Furthermore, we conduct an unsupervised domain adaptation experiment, which mixes the KITTI point clouds with ground-truth poses and the ETH point clouds without ground-truth poses for fine-tuning. For ETH, we augment a point cloud via random rotation and cropping and learn to align it with itself before augmentation. The results indicate that our model easily adapts to an unseen domain and achieves robust and accurate performance after a short period of unsupervised tuning (only 20min for a epoch!). For applications, we believe generalizing or quickly adapting from an outdoor LiDAR dataset to another is a more realistic setting than generalizing from an RGBD camera dataset 3DMatch to a LiDAR dataset ETH as many papers.

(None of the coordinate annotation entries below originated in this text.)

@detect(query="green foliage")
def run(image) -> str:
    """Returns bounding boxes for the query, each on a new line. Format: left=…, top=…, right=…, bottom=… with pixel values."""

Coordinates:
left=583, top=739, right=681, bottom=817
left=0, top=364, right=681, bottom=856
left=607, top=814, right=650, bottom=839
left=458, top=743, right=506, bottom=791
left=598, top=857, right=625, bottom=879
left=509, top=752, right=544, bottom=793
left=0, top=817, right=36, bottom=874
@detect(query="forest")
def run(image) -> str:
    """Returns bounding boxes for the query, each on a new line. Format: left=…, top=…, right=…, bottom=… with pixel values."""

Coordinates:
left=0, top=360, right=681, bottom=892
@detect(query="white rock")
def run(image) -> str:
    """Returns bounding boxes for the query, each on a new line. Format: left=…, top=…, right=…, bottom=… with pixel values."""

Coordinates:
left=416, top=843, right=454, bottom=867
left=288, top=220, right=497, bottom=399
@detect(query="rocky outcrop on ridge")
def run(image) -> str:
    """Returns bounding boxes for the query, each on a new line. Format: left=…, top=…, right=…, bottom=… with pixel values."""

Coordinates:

This paper received mixed ratings of two Borderline Accepts, Reject, and Accept from four reviewers. During the rebuttal phase, Reviewer UeYt (who suggested Reject) believed that its concerns have been addressed, but did not change the rating. After reading the reviewers' comments, the authors' responses and discussions, the AC believes the work can be accepted. Meanwhile, the authors are encouraged to improve the writing of this paper and include these important information provided during rebuttal into the camera ready version.